The mechanism by which the Gulf Stream sea surface temperature (SST) front anchors a band of precipitation on its warm edge is still a matter of debate and little is known about how synoptic activity contributes to the mean state. In the present study, the influence of the SST front on precipitation is investigated during the course of a single extratropical cyclone using a regional configuration of the Met Office Unified Model. The comparison of a control run with a simulation in which SST gradients were smoothed brought the following conclusions: a band of precipitation is reproduced for a single extratropical cyclone and the response to the SST gradient is dominated by a change of convective precipitation in the cold sector of the storm. Several climatological features described by previous studies, such as surface wind convergence on the warm edge or a meridional circulation cell across the SST front, are also reproduced at synoptic time scales in the cold sector. Based on these results, a simple boundary layer model is proposed to explain the convective and dynamical response to the SST gradient in the cold sector. In this model, cold and dry air parcels acquire more buoyancy over a sharp SST gradient and become more convectively unstable. The convection sets a pressure anomaly over the entire depth of the boundary layer which drives wind convergence. This case study offers a new pathway by which the SST gradient can anchor a climatological band of precipitation.

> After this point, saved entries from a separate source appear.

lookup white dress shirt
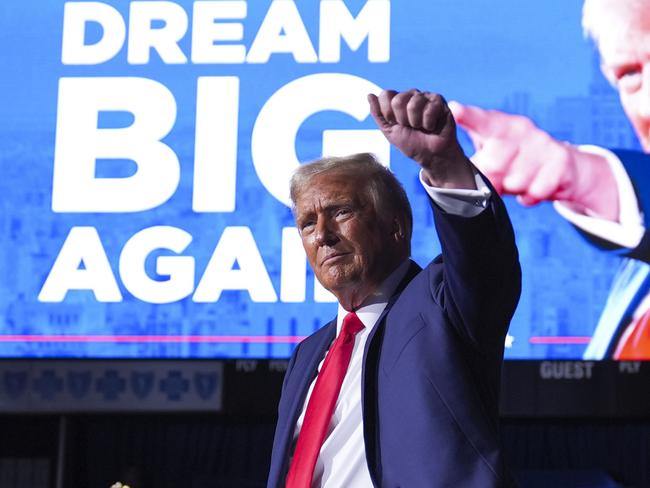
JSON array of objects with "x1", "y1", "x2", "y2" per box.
[{"x1": 290, "y1": 171, "x2": 491, "y2": 487}]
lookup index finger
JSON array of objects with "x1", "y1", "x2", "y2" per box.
[
  {"x1": 368, "y1": 93, "x2": 391, "y2": 130},
  {"x1": 449, "y1": 101, "x2": 532, "y2": 139}
]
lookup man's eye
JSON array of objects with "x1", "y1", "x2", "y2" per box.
[
  {"x1": 300, "y1": 221, "x2": 315, "y2": 232},
  {"x1": 615, "y1": 66, "x2": 642, "y2": 93},
  {"x1": 335, "y1": 208, "x2": 351, "y2": 218}
]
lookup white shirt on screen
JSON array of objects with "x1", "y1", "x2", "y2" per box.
[
  {"x1": 290, "y1": 171, "x2": 491, "y2": 487},
  {"x1": 554, "y1": 145, "x2": 645, "y2": 249}
]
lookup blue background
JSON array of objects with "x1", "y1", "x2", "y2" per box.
[{"x1": 0, "y1": 0, "x2": 640, "y2": 358}]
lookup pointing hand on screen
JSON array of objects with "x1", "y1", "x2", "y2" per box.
[{"x1": 449, "y1": 101, "x2": 620, "y2": 222}]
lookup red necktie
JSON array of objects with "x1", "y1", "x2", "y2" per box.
[
  {"x1": 614, "y1": 308, "x2": 650, "y2": 359},
  {"x1": 285, "y1": 312, "x2": 365, "y2": 488}
]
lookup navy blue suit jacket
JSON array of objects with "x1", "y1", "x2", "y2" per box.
[{"x1": 267, "y1": 191, "x2": 521, "y2": 488}]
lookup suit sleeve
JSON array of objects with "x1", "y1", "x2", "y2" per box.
[{"x1": 430, "y1": 174, "x2": 522, "y2": 354}]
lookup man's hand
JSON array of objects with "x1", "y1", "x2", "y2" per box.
[
  {"x1": 368, "y1": 89, "x2": 476, "y2": 189},
  {"x1": 449, "y1": 101, "x2": 620, "y2": 221}
]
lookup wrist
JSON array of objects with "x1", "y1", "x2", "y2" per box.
[
  {"x1": 421, "y1": 153, "x2": 477, "y2": 190},
  {"x1": 569, "y1": 149, "x2": 619, "y2": 222}
]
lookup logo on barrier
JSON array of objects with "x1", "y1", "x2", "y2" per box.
[
  {"x1": 3, "y1": 371, "x2": 28, "y2": 399},
  {"x1": 194, "y1": 372, "x2": 218, "y2": 400},
  {"x1": 160, "y1": 370, "x2": 189, "y2": 400},
  {"x1": 96, "y1": 370, "x2": 127, "y2": 400},
  {"x1": 68, "y1": 371, "x2": 92, "y2": 399},
  {"x1": 131, "y1": 371, "x2": 155, "y2": 399},
  {"x1": 33, "y1": 370, "x2": 64, "y2": 400}
]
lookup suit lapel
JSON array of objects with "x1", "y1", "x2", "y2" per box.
[
  {"x1": 287, "y1": 320, "x2": 336, "y2": 423},
  {"x1": 362, "y1": 260, "x2": 422, "y2": 367},
  {"x1": 361, "y1": 260, "x2": 421, "y2": 486},
  {"x1": 276, "y1": 319, "x2": 337, "y2": 481}
]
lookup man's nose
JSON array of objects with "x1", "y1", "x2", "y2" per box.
[{"x1": 314, "y1": 218, "x2": 338, "y2": 246}]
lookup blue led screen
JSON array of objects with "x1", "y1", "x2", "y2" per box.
[{"x1": 0, "y1": 0, "x2": 642, "y2": 358}]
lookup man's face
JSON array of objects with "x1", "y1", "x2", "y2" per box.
[
  {"x1": 293, "y1": 173, "x2": 401, "y2": 297},
  {"x1": 597, "y1": 5, "x2": 650, "y2": 151}
]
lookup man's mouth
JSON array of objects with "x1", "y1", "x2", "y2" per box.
[{"x1": 321, "y1": 252, "x2": 350, "y2": 266}]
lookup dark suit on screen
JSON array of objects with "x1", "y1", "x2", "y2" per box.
[{"x1": 267, "y1": 188, "x2": 521, "y2": 488}]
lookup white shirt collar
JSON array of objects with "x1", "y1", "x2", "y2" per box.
[{"x1": 335, "y1": 259, "x2": 411, "y2": 335}]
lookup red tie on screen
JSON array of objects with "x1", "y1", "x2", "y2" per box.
[
  {"x1": 614, "y1": 308, "x2": 650, "y2": 359},
  {"x1": 285, "y1": 312, "x2": 365, "y2": 488}
]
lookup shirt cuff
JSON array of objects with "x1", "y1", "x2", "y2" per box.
[
  {"x1": 419, "y1": 170, "x2": 491, "y2": 217},
  {"x1": 553, "y1": 144, "x2": 644, "y2": 249}
]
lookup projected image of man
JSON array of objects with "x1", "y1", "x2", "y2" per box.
[{"x1": 449, "y1": 0, "x2": 650, "y2": 359}]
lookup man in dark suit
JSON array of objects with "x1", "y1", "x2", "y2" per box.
[
  {"x1": 267, "y1": 88, "x2": 521, "y2": 487},
  {"x1": 447, "y1": 0, "x2": 650, "y2": 359}
]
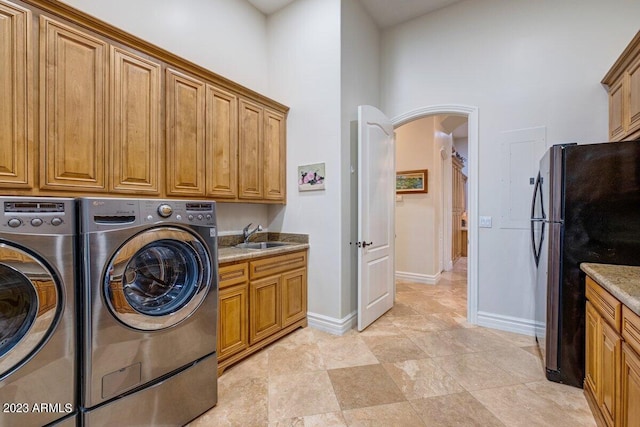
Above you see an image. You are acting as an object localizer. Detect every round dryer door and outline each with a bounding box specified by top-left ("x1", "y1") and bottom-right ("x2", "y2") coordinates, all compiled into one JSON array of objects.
[
  {"x1": 104, "y1": 227, "x2": 212, "y2": 331},
  {"x1": 0, "y1": 244, "x2": 59, "y2": 378}
]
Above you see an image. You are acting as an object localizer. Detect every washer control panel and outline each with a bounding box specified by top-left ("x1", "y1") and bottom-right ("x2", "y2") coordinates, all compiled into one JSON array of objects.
[
  {"x1": 140, "y1": 200, "x2": 216, "y2": 227},
  {"x1": 1, "y1": 198, "x2": 73, "y2": 234}
]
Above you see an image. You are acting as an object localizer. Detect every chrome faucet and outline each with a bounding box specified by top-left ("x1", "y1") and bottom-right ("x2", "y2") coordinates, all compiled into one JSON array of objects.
[{"x1": 242, "y1": 223, "x2": 263, "y2": 243}]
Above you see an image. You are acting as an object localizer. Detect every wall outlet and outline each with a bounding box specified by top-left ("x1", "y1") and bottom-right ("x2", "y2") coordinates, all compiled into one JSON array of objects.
[{"x1": 479, "y1": 216, "x2": 492, "y2": 228}]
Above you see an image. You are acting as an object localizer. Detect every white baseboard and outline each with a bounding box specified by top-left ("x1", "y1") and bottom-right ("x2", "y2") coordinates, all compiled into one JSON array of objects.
[
  {"x1": 476, "y1": 310, "x2": 544, "y2": 337},
  {"x1": 307, "y1": 311, "x2": 357, "y2": 335},
  {"x1": 395, "y1": 271, "x2": 441, "y2": 285}
]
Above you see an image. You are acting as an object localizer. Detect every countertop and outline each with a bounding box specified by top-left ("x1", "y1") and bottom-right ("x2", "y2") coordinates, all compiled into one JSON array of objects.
[
  {"x1": 581, "y1": 263, "x2": 640, "y2": 316},
  {"x1": 218, "y1": 242, "x2": 309, "y2": 264}
]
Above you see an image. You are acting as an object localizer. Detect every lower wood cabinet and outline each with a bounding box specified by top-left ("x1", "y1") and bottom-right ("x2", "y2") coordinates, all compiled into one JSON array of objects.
[
  {"x1": 585, "y1": 275, "x2": 640, "y2": 427},
  {"x1": 218, "y1": 250, "x2": 307, "y2": 375}
]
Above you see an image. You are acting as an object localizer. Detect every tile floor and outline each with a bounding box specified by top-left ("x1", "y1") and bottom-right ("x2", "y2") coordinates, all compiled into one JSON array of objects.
[{"x1": 188, "y1": 259, "x2": 596, "y2": 426}]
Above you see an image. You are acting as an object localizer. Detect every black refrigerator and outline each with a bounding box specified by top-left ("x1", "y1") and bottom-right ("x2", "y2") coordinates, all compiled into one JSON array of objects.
[{"x1": 531, "y1": 140, "x2": 640, "y2": 388}]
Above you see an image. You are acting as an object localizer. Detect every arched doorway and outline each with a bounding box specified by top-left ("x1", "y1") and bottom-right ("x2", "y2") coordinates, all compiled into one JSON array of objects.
[{"x1": 391, "y1": 105, "x2": 479, "y2": 324}]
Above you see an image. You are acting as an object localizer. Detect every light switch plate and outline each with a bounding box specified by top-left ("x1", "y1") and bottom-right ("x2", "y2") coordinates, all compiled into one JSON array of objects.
[{"x1": 479, "y1": 216, "x2": 492, "y2": 228}]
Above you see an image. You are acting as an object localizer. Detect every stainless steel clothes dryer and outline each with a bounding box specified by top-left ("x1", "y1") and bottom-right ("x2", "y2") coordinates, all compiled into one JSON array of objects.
[
  {"x1": 0, "y1": 197, "x2": 77, "y2": 427},
  {"x1": 78, "y1": 198, "x2": 218, "y2": 426}
]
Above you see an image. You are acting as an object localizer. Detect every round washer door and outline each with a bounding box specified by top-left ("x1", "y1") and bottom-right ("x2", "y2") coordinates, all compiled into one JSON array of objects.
[
  {"x1": 104, "y1": 227, "x2": 212, "y2": 331},
  {"x1": 0, "y1": 244, "x2": 59, "y2": 378}
]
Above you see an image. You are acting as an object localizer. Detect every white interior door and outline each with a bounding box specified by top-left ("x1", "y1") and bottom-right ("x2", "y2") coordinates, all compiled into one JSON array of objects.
[{"x1": 357, "y1": 105, "x2": 395, "y2": 331}]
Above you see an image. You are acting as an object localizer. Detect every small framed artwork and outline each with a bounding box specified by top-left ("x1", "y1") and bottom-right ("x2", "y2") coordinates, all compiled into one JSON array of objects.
[
  {"x1": 298, "y1": 162, "x2": 325, "y2": 191},
  {"x1": 396, "y1": 169, "x2": 428, "y2": 194}
]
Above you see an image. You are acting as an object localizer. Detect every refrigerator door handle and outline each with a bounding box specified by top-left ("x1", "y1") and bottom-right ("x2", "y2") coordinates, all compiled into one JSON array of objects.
[{"x1": 530, "y1": 172, "x2": 545, "y2": 266}]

The Gulf Stream influence on wintertime North Atlantic jet variability

Quarterly Journal of the Royal Meteorological Society Wiley 143:702 (2016) 173-183

Authors:

Christopher O'Reilly, Shoshiro Minobe, Akira Kuwano-Yoshida, Tim Woollings

Abstract:

In this paper we investigate the influence of the Gulf Stream SST front on the North Atlantic eddy-driven jet and its variability, by analysing the NCEP-CFSR dataset and a pair of AGCM simulations forced with realistic and smoothed Gulf Stream SST boundary conditions. The Gulf Stream SST front acts to generate stronger meridional eddy heat flux in the lower-troposphere and an eddy-driven jet over the eastern North Atlantic that is located further polewards, compared to the simulation with smoothed SST. The strong Gulf Stream SST gradient is found to be crucial in more accurately capturing the trimodal distribution of the eddy-driven jet latitude, with the more poleward climatological jet being the result of the jet occupying the northern jet position more frequently in the simulation forced with observed SSTs. The more frequent occurence of the northern jet location is associated with periods of high eddy heat flux over the Gulf Stream region. Composite analysis of high eddy heat flux events reveals that the significantly higher heat flux is followed by larger and more persistient poleward jet excursions in the simulations with realistic SSTs compared to the simulation with smoothed SSTs, with upper-tropospheric eddy momentum fluxes acting to maintain the more poleward eddy-driven jet. Periods of high eddy heat flux over the Gulf Stream region are also shown to be associated with increased blocking frequency over Europe, which are clearly distinct from periods with a northern jet position.